Разумеется, теория предмета и история предмета — науки, чрезвычайно тесно связанные между собою. Если хотите, можете думать, что теория предмета должна выводиться исключительно из истории предмета. Это будет мнение, справедливое лишь относительно отживших предметов, которых уже нельзя наблюдать прямым образом, сведения о которых заимствуются лишь из исторических материалов, а не из живой действительности, да и к тем оно применяется не вполне: ведь греки были тоже люди, как и мы, стало быть, проверять и дополнять исторические свидетельства о греках мы отчасти можем по себе и по другим живым народам. Ведь если бы у Арриана или Квинта Курция8 было написано, что по чрезвычайной боевой закаленности воины Александра Македонского могли сражаться, потеряв голову от неприятельского меча, или лишались способности влюбляться, или не чувствовали голода,— ‘ведь мы бы оказали, что это вздор. Стало быть, и тут, кроме истории, есть другой источник для теории предмета. А для наук, излагающих не мимолетные явления, а вечные стороны человеческой жизни, этот второй источник — наблюдение над живой действительностью — гораздо важнее первого, то есть исторических фактов. Ну, скажите, сделайте одолжение, что, кроме своей охоты казаться ученым, обнаружу я, начав историческим образом доказывать или исследовать, или проверять, положим, тот экономический закон, что чем урожайнее год, тем дешевле бывает хлеб, а при неурожае цена хлеба поднимается? Кажется, можно и знать, и доказать это без греческой истории. Но все-таки говорите, если хотите, что теория предмета должна основываться исключительно на истории предмета: ваши слова будут ошибочны, но в них будет смысл. У Рошера выходит не то: у него просто путаница, лишенная человеческого смысла: цель науки народного хозяйства изложить, что передумали народы, чего хотели, чего достигли,— господи праведный! да ведь это история народного хозяйства, а не наука народного хозяйства.
Вы не подумайте, будто мы доказываем, что Рошер ошибается,— этого мы не говорим, пусть будет и чистая правда все, что он говорит, мы рассуждаем не о том, что он мыслит, а лишь о том, как он мыслит, и оказывается, что ученый муж сей действительно очень ученый муж, только в логике несколько слабоват. Хочет он сказать, вероятно, очень хорошие вещи, только сообразить их не умеет и говорит нескладицу. Как бы нам распутать эту нескладицу? Не будем же слушать самого Рошера, он, пожалуй, наговорит нам таких вещей, что надобно будет только руками разводить, слушая его, пусть объясняет нам его заслуги г. Бабст, умеющий рассуждать логически.
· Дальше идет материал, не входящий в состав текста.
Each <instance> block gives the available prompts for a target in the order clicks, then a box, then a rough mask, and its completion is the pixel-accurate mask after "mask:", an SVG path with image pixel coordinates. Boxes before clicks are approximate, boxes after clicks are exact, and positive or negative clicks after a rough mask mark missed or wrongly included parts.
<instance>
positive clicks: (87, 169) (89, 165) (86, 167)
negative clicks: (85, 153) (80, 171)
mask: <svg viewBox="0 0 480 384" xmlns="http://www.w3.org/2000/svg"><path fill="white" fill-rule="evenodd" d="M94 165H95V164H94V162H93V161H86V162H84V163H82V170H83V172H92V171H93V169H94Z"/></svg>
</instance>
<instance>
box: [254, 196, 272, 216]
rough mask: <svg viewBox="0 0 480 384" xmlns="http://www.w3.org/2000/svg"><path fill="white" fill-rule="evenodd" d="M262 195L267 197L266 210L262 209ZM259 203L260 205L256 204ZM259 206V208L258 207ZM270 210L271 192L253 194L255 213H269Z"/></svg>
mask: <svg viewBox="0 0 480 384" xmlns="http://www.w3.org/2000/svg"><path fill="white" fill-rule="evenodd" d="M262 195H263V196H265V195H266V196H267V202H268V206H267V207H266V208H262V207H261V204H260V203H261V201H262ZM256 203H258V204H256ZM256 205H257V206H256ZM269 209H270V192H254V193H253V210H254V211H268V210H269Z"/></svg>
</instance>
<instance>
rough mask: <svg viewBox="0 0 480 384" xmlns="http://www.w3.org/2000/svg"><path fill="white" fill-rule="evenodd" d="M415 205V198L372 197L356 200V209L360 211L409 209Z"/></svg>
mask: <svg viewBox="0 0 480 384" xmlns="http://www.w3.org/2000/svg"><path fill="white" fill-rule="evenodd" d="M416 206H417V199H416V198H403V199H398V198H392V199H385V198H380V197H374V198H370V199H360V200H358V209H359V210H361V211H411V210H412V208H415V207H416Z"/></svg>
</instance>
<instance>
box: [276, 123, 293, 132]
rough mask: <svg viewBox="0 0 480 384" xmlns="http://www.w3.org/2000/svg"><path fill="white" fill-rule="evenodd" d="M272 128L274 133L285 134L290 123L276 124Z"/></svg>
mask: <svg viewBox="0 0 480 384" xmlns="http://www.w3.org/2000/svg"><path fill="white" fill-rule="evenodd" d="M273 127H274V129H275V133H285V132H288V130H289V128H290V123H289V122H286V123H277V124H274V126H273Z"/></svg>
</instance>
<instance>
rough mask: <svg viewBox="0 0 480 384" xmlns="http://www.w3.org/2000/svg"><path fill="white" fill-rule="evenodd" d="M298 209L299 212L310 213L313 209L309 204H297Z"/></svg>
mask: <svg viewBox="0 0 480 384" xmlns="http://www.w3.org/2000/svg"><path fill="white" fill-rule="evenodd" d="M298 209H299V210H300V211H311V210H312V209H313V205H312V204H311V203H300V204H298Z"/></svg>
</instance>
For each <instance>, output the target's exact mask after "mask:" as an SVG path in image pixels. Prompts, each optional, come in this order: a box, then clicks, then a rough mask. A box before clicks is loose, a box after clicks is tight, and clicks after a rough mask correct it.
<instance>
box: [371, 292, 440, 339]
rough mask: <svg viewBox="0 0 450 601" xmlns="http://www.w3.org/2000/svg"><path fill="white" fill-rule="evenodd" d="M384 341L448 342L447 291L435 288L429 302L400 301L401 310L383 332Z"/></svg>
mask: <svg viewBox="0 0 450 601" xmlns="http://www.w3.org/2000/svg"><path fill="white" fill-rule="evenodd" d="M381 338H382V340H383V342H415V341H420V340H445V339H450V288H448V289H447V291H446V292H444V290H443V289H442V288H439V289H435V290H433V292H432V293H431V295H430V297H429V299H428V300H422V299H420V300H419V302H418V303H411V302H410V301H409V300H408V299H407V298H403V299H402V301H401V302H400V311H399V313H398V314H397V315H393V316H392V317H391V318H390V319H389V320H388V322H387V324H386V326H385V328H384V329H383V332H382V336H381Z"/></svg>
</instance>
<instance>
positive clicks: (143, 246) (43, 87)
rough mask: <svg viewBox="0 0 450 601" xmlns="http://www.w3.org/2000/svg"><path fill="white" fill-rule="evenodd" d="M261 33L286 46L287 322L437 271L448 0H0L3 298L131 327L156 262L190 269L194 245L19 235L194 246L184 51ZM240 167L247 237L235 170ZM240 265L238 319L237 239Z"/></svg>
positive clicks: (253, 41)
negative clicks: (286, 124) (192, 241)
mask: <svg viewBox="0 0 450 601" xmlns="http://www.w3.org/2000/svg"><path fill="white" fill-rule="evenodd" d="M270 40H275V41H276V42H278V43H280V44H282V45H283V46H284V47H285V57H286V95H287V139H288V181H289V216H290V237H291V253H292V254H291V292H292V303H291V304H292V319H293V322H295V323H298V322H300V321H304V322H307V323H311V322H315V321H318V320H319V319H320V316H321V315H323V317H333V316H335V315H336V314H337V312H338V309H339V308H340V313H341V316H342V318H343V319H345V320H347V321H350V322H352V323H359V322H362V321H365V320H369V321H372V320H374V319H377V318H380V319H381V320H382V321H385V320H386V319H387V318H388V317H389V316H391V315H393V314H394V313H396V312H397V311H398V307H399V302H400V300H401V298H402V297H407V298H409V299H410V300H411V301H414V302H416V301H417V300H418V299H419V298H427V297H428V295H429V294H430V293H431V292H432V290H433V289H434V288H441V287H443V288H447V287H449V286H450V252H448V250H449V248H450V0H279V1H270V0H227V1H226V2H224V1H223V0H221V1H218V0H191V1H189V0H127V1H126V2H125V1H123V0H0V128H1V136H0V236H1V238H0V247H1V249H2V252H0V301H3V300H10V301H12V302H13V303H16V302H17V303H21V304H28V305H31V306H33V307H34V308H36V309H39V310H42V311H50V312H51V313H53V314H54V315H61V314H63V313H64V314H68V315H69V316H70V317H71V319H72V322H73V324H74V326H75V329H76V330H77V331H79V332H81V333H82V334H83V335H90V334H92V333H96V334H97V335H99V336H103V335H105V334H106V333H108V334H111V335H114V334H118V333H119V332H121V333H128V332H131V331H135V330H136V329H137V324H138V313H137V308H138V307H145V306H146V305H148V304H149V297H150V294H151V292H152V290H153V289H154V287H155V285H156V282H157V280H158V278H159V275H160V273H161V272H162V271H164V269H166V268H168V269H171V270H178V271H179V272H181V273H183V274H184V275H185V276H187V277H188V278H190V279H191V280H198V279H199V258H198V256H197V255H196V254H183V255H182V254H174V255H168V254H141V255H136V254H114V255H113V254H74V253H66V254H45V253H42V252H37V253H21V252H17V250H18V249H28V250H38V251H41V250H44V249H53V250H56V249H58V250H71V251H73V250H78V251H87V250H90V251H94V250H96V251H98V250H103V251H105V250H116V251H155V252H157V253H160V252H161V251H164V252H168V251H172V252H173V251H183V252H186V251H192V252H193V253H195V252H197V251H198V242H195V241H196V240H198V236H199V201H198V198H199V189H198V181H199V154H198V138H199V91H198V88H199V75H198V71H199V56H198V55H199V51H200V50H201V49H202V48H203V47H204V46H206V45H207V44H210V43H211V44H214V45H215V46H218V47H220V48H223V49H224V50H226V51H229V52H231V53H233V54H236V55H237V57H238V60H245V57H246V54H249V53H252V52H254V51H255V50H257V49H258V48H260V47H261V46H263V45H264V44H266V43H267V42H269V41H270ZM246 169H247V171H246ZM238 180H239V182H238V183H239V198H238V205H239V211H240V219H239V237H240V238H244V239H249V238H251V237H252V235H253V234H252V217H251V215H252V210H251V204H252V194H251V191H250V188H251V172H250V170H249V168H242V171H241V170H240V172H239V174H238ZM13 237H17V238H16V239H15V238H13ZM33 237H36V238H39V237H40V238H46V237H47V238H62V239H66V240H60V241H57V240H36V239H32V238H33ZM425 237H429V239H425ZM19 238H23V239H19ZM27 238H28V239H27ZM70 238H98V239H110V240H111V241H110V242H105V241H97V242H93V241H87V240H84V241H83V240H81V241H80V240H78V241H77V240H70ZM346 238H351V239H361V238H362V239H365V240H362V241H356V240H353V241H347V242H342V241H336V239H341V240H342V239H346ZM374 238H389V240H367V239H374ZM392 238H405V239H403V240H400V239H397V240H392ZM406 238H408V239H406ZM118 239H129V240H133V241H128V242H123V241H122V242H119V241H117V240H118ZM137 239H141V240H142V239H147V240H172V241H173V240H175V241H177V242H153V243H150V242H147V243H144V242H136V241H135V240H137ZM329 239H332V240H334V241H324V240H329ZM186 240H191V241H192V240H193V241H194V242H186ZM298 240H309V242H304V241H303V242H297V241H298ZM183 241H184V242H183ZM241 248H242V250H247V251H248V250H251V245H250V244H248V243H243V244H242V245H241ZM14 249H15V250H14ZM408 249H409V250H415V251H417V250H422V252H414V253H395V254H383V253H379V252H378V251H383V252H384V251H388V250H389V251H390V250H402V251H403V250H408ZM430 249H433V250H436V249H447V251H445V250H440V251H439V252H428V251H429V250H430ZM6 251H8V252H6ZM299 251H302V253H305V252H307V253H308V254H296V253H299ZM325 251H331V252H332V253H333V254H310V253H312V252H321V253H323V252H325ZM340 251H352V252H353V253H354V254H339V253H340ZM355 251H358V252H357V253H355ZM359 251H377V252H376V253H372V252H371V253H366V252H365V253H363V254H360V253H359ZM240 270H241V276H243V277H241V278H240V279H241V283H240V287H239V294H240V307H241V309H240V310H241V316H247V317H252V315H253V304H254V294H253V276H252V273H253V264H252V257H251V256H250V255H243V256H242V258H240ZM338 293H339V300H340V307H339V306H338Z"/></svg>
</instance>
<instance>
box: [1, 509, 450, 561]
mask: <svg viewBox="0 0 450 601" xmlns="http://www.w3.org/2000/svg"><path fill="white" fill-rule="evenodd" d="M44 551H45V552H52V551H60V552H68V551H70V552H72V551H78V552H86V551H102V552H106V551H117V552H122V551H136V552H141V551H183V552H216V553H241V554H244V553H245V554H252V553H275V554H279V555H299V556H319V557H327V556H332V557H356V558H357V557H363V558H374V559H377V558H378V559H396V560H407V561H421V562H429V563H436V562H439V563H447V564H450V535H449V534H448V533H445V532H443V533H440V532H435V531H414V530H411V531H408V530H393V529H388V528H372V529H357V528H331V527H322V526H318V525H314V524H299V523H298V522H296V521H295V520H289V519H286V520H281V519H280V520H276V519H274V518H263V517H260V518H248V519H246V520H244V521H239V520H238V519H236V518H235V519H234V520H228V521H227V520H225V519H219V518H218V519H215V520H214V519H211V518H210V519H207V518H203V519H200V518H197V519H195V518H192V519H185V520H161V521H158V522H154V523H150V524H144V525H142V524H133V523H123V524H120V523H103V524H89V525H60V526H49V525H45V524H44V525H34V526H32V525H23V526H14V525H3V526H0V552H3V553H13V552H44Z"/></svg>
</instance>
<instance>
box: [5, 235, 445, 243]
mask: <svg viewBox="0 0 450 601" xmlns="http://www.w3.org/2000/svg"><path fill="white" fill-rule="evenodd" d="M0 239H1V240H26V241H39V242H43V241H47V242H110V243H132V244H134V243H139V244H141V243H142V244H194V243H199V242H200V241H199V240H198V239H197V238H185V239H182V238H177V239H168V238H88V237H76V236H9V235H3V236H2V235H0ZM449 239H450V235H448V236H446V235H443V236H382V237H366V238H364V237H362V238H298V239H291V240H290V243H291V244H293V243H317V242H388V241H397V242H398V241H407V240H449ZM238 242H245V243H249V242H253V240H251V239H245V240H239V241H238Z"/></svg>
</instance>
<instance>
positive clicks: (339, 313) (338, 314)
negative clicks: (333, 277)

Не Рошер первый почувствовал пользу исторических разъяснений для экономических вопросов, говорит г. Бабст, но ‘никто не высказал так ясно и так основательно необходимости историко-физиологического метода’, как он. Была школа, провозглашавшая вечными истинами свои односторонние выводы и забывавшая, ‘что не одно у ней общество перед глазами, а целый ряд народностей на разных ступенях развития и вследствие этого с различными экономическими потребностями’. Представителем такого взгляда г. Бабст называет Сэ. Но
в то самое время, когда Сей высказывал такой взгляд на историю, когда целая школа гремела против дерзких нововводителей и провозглашала непреложность и вечность своих экономических теорий, в то самое время подготовлялся и разработывался тихо и незаметно среди даже самой школы материал, готовивший торжество нового метода, а с другой стороны раздались клики противной партии, партии утопистов, которые, сами того не подозревая, вспахивали и удобривали поле для новых успехов исторической школы. В первом отношении важны издания и собрания старинных экономистов, заставившие обратиться к разработке прежних воззрений и прежней экономической жизни, а с другой стороны ту же самую услугу оказали социалисты, которые в своей критике и в своих нападках на современное положение экономической теории, на возрастающие бедствия большинства рабочего класса прибегали очень часто к указаниям на прежде существовавшие формы и условия экономического быта, вызвали своих противников на то же самое ноле и заставили их также обратиться к истории и к строгому исследованию прежних форм народного хозяйства.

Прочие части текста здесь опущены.